La réunion du Comité de suivi de la réforme 100 % santé a été l’occasion pour le ministre de la Santé de rappeler à l’ordre les complémentaires santé sommées ne pas augmenter leurs tarifs en 2021.

 Pendant une réunion du Comité de suivi du 100 % santé, Olivier Véran a multiplié les mises en garde à l’égard de ceux qui ne jouent pas le jeu.
Pendant une réunion du Comité de suivi du 100 % santé, Olivier Véran a multiplié les mises en garde à l’égard de ceux qui ne jouent pas le jeu. LP/Arnaud Dumontier

« La réunion a été un peu tendue, et tout le monde en a pris pour son grade. » Le témoin qui rapporte la scène participait, le 15 septembre, à une réunion du Comité de suivi du 100 % santé. Un dispositif mis en place progressivement sur trois ans en janvier 2019 et qui permettra au bout du compte, à partir du 1er janvier 2021, d'acheter des lunettes, des audioprothèses ou se faire poser des prothèses dentaires sans qu'il en coûte un euro au patient. Une réunion émaillée de mises en garde du ministre de la Santé à l'égard de ceux qui ne jouent pas le jeu.

Le bilan dressé lors de cette réunion a d'abord confirmé la bonne percée de ce dispositif. Selon le ministère de la Santé, qui n'a pu présenter que des chiffres de janvier et février, la plupart des activités s'étant arrêtées durant le confinement et reprenant à peine normalement, le secteur dentaire a déjà dépassé l'objectif avec 47 % des prothèses posées choisies dans le panier du 100 % santé.

L'optique a capté autour de 16 % du marché pour un objectif de 20 %. Mais avec de fortes disparités, certains professionnels réalisant moins de 10 %, d'autres comme les réseaux de soins étant déjà à 22 %. Une partie des professionnels ne met pas assez en avant les offres 100 % santé dans leur boutique, a regretté Olivier Véran. Les opticiens ont donc été priés de cesser de traîner des pieds. Des contrôles vont d'ailleurs être diligentés dans les prochaines semaines.

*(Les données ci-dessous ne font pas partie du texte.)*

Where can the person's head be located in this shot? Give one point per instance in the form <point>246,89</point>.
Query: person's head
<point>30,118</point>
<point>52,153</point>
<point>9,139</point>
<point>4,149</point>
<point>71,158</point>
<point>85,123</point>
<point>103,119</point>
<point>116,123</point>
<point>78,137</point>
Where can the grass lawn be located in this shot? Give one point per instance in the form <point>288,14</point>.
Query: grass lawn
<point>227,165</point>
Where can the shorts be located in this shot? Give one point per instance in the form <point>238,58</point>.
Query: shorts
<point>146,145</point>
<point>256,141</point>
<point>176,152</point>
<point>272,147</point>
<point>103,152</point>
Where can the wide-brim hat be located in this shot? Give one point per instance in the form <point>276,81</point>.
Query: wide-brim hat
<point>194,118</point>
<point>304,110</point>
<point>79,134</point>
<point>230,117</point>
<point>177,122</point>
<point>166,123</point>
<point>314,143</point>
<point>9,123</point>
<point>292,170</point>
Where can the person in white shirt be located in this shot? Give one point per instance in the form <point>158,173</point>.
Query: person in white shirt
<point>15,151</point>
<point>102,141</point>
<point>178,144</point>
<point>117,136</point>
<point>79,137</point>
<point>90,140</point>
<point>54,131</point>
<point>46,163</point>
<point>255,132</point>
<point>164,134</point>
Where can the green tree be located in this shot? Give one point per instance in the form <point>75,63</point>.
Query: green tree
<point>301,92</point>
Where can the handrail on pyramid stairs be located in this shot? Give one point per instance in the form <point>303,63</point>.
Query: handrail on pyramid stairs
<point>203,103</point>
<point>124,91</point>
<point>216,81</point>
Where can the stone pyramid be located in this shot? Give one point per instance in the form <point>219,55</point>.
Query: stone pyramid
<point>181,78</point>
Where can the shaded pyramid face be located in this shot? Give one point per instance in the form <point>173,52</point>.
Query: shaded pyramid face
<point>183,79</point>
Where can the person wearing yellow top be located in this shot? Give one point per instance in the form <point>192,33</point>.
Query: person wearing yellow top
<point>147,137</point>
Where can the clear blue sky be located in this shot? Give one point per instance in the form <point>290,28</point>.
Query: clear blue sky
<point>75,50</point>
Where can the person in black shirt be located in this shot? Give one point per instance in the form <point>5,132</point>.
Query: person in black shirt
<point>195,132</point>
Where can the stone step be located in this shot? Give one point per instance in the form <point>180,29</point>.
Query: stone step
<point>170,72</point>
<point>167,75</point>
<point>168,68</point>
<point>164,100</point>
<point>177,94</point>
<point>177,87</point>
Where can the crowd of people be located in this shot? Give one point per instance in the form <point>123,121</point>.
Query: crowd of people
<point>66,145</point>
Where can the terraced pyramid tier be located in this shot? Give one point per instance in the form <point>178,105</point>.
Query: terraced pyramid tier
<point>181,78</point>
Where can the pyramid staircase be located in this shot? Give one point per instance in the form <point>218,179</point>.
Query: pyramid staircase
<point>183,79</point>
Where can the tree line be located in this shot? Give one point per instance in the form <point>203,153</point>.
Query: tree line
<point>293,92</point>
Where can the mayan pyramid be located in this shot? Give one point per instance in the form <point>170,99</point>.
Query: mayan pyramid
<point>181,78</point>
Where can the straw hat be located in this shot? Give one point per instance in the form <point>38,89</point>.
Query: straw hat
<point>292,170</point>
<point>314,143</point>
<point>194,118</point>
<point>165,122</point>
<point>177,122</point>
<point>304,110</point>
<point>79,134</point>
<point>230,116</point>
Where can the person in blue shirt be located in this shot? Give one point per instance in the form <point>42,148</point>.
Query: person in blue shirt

« Ça va vraiment décoller à partir de janvier 2021 »

Bon dernier, l'audioprothèse, dont les prix sont restés élevés malgré des baisses de tarifs sur les modèles certifiés 100 % santé, plafonnait à 12-13 %. « On pense que ça va vraiment décoller à partir de janvier 2021 quand il n'y aura plus du tout de reste à charge sur les produits 100 % santé », glisse-t-on aujourd'hui au ministère.

Reste d'autres freins regrettés par Olivier Véran. C'est le cas du tiers payant intégral que les complémentaires santé auraient déjà dû mettre en place pour l'ensemble des offres du 100 % santé. Or cette dispense d'avance totale de frais n'est accessible que dans 30 % des cas en dentaire, 50 % en audioprothèses et 80 % en optique. « Olivier Véran a été très clair, rappelle-t-on à son cabinet, car s'il faut avancer 500 ou 800 euros pour des lunettes, des prothèses… les conditions de réussite du 100 % santé ne sont pas remplies. » Le ministre a donc enjoint les complémentaires santé de régler le problème d'ici janvier 2022. Faute de quoi a-t-il prévenu, « nous devrons être plus directifs ». En clair : nous recourrons à la loi.

Contrarié semble-t-il par un participant qui contestait le prélèvement de 1,5 milliard d'euros au profit de la Sécurité sociale, les complémentaires ayant déboursé 1,9 milliard d'euros de moins grâce au confinement, Olivier Véran a prévenu : il ne veut pas de hausse des cotisations en 2021.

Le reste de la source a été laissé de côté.